Categories I and II are termed "uncontrolled" because the cardiac arrest is unexpected and procurement teams must respond to events as they happen; categories III and IV are termed "controlled" because the time of circulatory arrest is broadly anticipated. This first-level controlled/uncontrolled distinction drives almost everything else about a DCD case: warm ischemic times in uncontrolled DCD are typically much longer and more variable, and uncontrolled DCD requires standing protocols, dedicated staffing, and, in many programs, in situ preservation techniques to be feasible.

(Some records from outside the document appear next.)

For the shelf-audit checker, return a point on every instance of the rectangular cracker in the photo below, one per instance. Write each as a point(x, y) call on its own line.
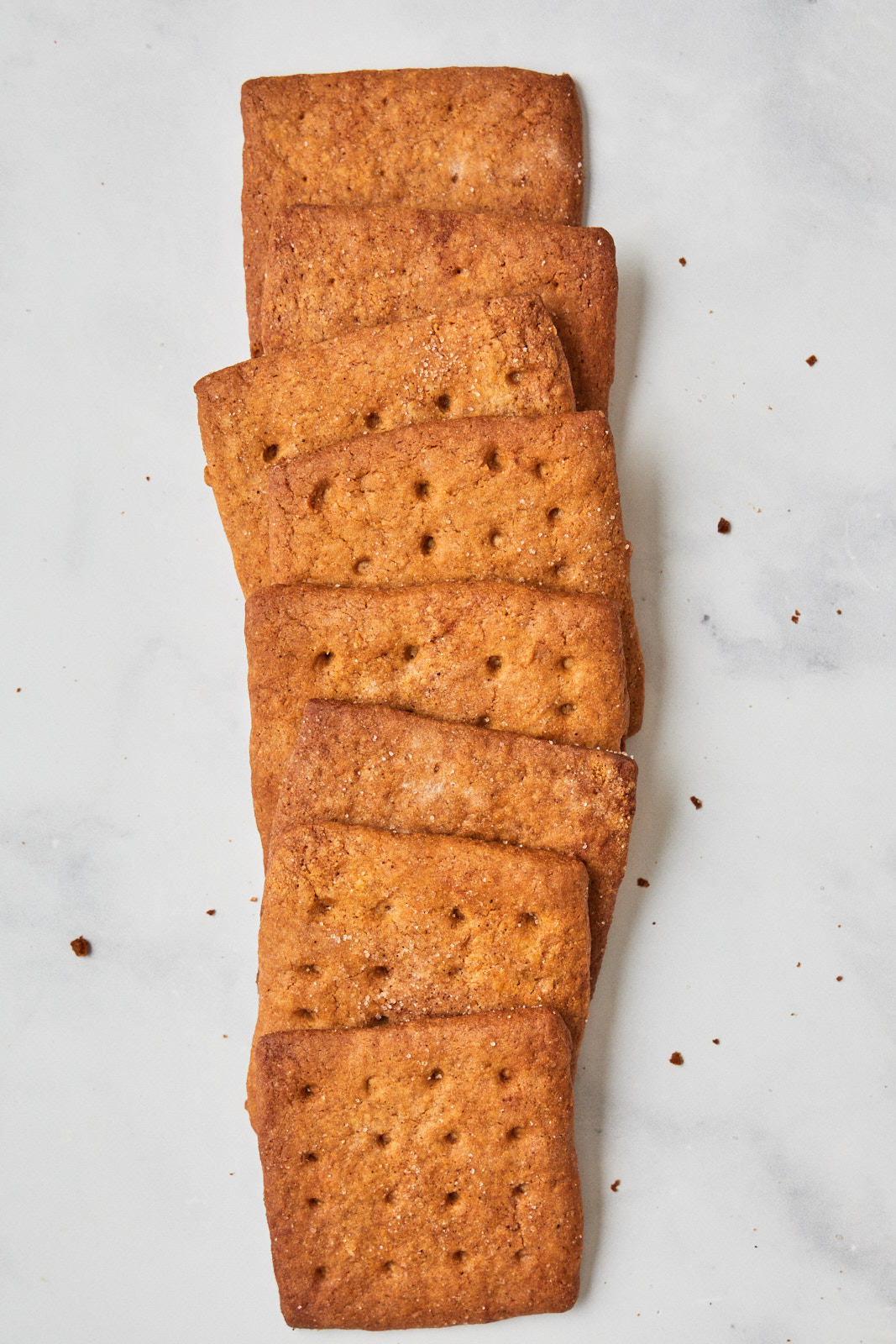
point(470, 499)
point(362, 927)
point(516, 658)
point(500, 356)
point(369, 765)
point(423, 1173)
point(332, 270)
point(499, 140)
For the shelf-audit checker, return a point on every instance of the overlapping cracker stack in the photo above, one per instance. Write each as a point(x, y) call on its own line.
point(418, 483)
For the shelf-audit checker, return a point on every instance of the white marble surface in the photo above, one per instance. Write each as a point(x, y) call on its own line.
point(757, 1182)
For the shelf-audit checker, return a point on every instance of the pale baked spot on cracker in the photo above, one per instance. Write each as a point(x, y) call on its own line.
point(309, 643)
point(360, 925)
point(512, 145)
point(300, 402)
point(369, 765)
point(331, 270)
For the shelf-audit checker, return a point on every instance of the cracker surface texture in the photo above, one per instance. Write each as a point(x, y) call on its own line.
point(501, 655)
point(362, 927)
point(500, 356)
point(422, 1173)
point(329, 272)
point(532, 501)
point(375, 766)
point(497, 140)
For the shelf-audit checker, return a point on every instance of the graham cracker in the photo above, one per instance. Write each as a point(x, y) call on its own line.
point(331, 270)
point(422, 1173)
point(504, 655)
point(532, 499)
point(362, 927)
point(369, 765)
point(500, 356)
point(497, 140)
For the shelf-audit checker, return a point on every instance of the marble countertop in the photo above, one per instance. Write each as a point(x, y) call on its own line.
point(741, 156)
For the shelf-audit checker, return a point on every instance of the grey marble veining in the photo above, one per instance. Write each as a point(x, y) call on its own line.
point(755, 1182)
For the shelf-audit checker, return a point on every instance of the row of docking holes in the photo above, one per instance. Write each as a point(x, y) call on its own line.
point(429, 544)
point(390, 1267)
point(324, 905)
point(495, 460)
point(493, 663)
point(422, 490)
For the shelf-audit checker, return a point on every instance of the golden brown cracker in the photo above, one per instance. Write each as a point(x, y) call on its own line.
point(422, 1173)
point(376, 766)
point(332, 270)
point(362, 927)
point(500, 140)
point(500, 356)
point(531, 499)
point(506, 655)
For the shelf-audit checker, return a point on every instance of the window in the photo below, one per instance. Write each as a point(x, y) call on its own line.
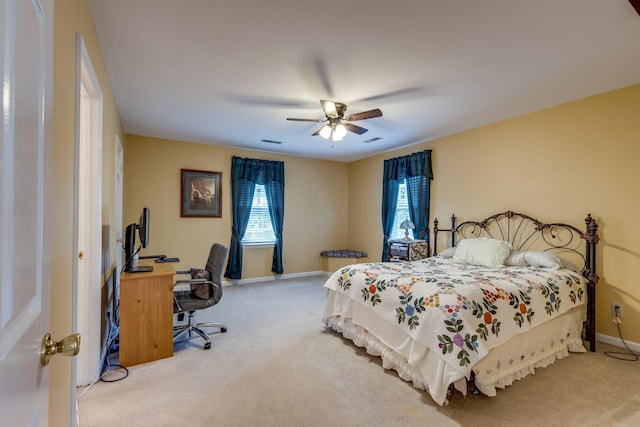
point(402, 212)
point(259, 229)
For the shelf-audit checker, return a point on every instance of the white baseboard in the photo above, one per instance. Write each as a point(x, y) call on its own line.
point(634, 346)
point(273, 278)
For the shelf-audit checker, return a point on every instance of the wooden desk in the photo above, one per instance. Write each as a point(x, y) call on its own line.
point(146, 314)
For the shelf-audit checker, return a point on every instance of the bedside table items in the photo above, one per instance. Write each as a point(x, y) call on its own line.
point(401, 250)
point(407, 225)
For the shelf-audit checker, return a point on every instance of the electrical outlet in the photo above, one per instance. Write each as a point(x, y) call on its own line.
point(616, 309)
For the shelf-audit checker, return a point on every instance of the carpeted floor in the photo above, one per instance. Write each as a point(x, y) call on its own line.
point(278, 366)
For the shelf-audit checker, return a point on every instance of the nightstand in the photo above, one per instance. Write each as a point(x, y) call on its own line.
point(399, 250)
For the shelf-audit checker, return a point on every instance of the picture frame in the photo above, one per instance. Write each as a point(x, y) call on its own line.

In 2013, an international working group convened in Paris produced a consensus revision now usually called the modified Maastricht classification, published by Thuong and colleagues in 2016 [9]. The revision retained the original four categories and added a fifth — Maastricht V — to capture controlled DCD that follows medically assisted circulatory death (euthanasia or MAID), which had begun to occur in Belgium and the Netherlands and would later expand to Canada and Spain. The 2016 paper also formalized the controlled/uncontrolled dichotomy and clarified subdivision of categories I and II by location (out-of-hospital versus in-hospital).
4.3 Controlled DCD (Maastricht III)
Controlled DCD is the dominant DCD modality in most countries that perform substantial DCD activity. The donor pathway begins with a clinical decision, made independently of organ donation and on the basis of the patient's prognosis and wishes, to withdraw life-sustaining treatment (WLST). Once the family has been approached and consent for donation has been obtained (or first-person consent is on file), the patient is moved to an environment where withdrawal can occur with rapid access to the operating theater. The treating team withdraws ventilation and other supports; the patient enters an agonal phase that may last minutes to hours. In most protocols, organs are considered usable only if circulatory arrest occurs within a defined window after withdrawal (commonly 60 to 120 minutes for liver and pancreas, with more permissive thresholds for kidneys); donors who do not arrest within the agreed window are returned to ward-based end-of-life care.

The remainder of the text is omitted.